Sound Device in Wings

General Electric Company Synchronization Machine Provides Airplane, Machine Gun Effects

The realistic airplane noises and machine gun sounds used in connection with the showing of Wings at the Criterion Theatre in New York are not the result of back-stage effects, but are a part of the picture itself, it is revealed after the picture has been on display for nine months at this house.

These unusual airplane noises and the perfectly synchronized machine gun fire emanate from a new system of film sound invention similar to those that have gone before, but made along different lines by the General Electric Company at their Schenectady plant. The sounds come from another film which runs parallel to the one showing the picture.

While most films have one or two operators at the most, in the booth while the images are being thrown upon the screen, there are four experts in the booth at the Criterion when the airplanes are soaring in Wings, and with them at all times is an electrical engineer from the General Electric plant whose job is to supervise the sound effects. If anything went wrong with the intricate machine, he alone could repair it.

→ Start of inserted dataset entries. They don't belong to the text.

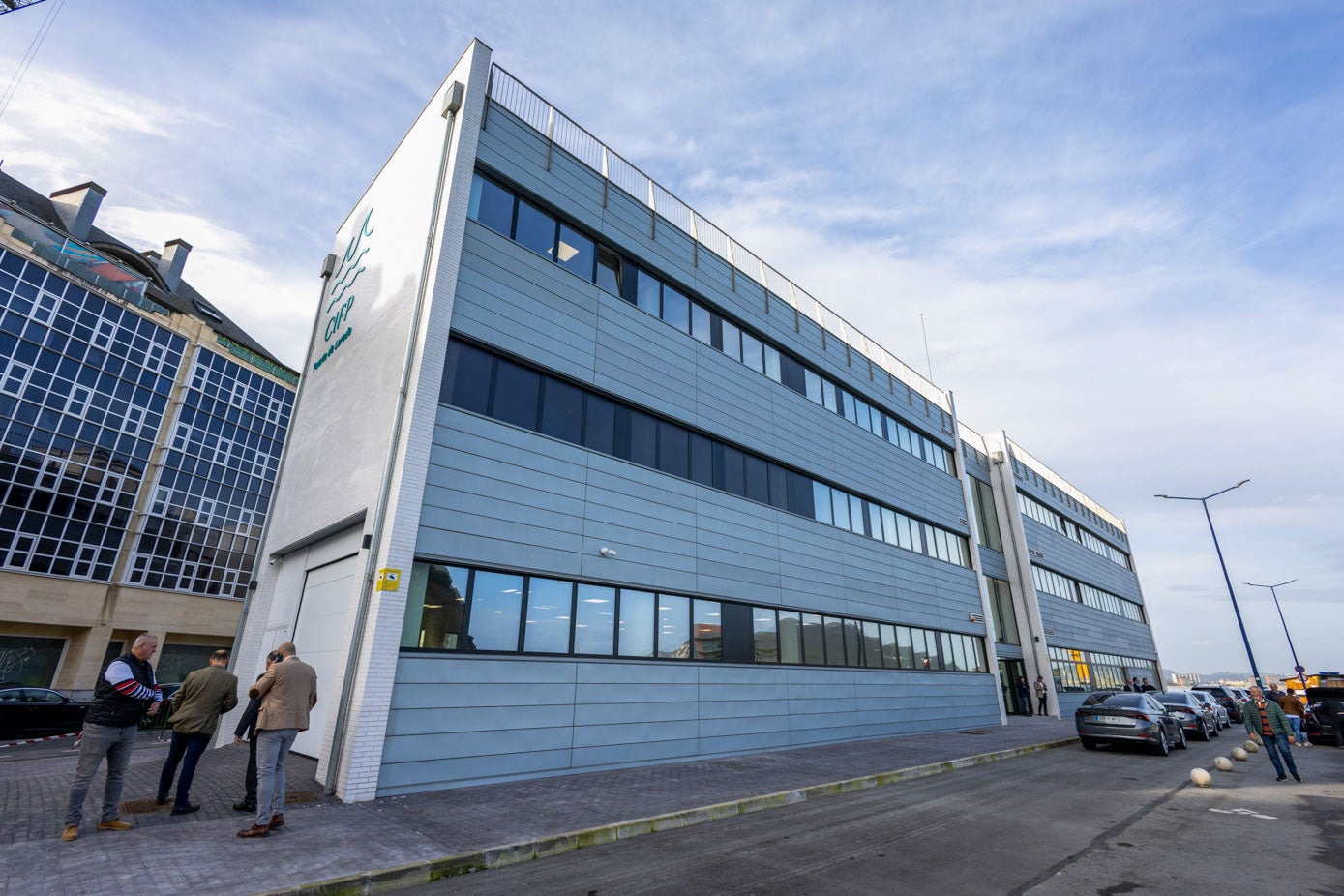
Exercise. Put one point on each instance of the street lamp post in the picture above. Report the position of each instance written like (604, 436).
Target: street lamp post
(1298, 667)
(1226, 578)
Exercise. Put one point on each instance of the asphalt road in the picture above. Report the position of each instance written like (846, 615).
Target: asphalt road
(1060, 822)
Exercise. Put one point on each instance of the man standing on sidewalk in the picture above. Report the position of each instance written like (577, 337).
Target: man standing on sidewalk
(287, 692)
(127, 692)
(196, 706)
(1268, 726)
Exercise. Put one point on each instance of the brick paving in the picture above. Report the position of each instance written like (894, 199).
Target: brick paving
(324, 838)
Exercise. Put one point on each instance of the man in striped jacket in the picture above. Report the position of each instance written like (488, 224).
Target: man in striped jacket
(125, 694)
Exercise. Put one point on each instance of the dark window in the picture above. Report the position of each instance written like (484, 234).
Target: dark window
(646, 291)
(491, 204)
(562, 411)
(814, 643)
(676, 310)
(600, 425)
(754, 476)
(673, 449)
(609, 270)
(644, 446)
(702, 460)
(778, 487)
(576, 253)
(734, 478)
(468, 377)
(800, 494)
(535, 228)
(517, 391)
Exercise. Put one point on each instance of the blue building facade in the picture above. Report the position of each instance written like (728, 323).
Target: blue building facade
(646, 500)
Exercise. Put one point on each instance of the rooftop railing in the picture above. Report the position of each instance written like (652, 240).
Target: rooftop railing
(565, 134)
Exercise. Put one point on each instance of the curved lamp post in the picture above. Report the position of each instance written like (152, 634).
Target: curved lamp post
(1298, 667)
(1226, 578)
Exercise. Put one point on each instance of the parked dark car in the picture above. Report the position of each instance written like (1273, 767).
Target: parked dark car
(1232, 702)
(1195, 718)
(1319, 727)
(1129, 718)
(38, 712)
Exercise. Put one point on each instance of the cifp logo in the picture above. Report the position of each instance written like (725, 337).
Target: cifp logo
(341, 300)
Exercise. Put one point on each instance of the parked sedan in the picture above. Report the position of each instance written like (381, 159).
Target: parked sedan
(1219, 709)
(1232, 702)
(38, 712)
(1195, 716)
(1129, 718)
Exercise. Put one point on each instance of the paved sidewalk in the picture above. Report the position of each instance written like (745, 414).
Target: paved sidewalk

In addition to the staff required in the projection booth, it is claimed that there are a dozen men employed backstage at the Criterion to manipulate certain other effects, such as heavy bomb or shell explosions; for operating four thunder drums used in battle scenes and for machines that make noises as of crashing wood. It is contended, however, that it would be impossible for a man to fire the machine gun sounds and keep pace with the fast-moving film scenes, hence the necessity for the synchronization by the General Electric Company device.

On April 9th, Wings will be on view concurrently in eight different cities, New York, Philadelphia, where it has played eighteen weeks, Los Angeles, where it has been on for ten weeks, San Francisco, Cleveland, Detroit, Pittsburgh and Atlantic City.


"Sound Device in Wings," Motion Picture News, March 31, 1928, page 1029.